James Lind was born in Edinburgh in 1716. In 1731, he registered as an apprentice at the College of Surgeons in Edinburgh and in 1739 became a surgeon's mate, seeing service in the Mediterranean, Guinea and the West Indies, as well as the English Channel. In 1747, while serving as surgeon on HMS Salisbury, he carried out experiments to discover the cause of scurvy, the symptoms of which included loose teeth, bleeding gums and haemorrhages.
Lind selected 12 men from the ship, all suffering from scurvy, and divided them into six pairs, giving each group different additions to their basic diet. Some were given cider, others seawater, others a mixture of garlic, mustard and horseradish. Another group of two were given spoonfuls of vinegar, and the last two oranges and lemons. Those fed citrus fruits experienced a remarkable recovery. While there was nothing new about his discovery - the benefits of lime juice had been known for centuries - Lind had definitively established the superiority of citrus fruits above all other 'remedies'.
In 1748, Lind retired from the navy and went to Edinburgh University to take professional qualifications. In 1753, he published 'A Treatise of the Scurvy' and in 1757 'An Essay on the Most Effectual Means of Preserving the Health of Seamen in the Royal Navy', which threw much light on the appalling living conditions and diet of seamen. In 1758, he was appointed physician to the Naval Hospital at Haslar in Gosport where he investigated the distillation of fresh water from salt water for supply to ships.

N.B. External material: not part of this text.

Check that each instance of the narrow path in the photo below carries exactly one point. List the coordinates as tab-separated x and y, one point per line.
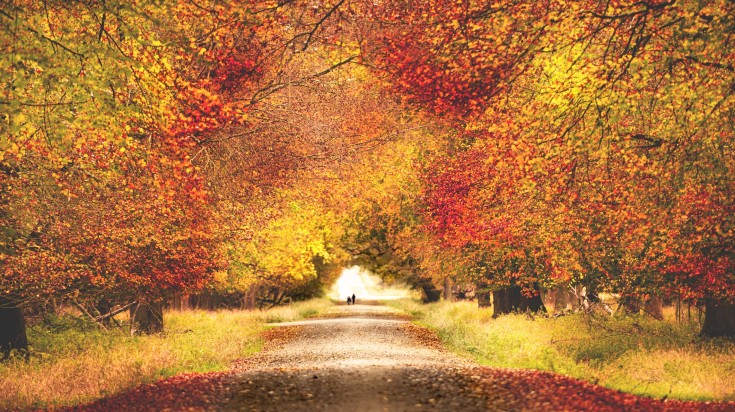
371	358
358	358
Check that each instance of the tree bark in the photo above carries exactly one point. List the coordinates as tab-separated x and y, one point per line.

In 1763, Lind published work on typhus fever in ships and in the 1768 publication 'An Essay on Diseases Incidental to Europeans in Hot Climates' he summarised the prevalent diseases in each colony and gave advice on avoiding tropical infections. Lind died in 1794 in Gosport.
Although the importance of Lind's findings on scurvy were recognised at the time, it was not until more than 40 years later that an official Admiralty order was issued on the supply of lemon juice to ships. With this, scurvy disappeared almost completely from the Royal Navy.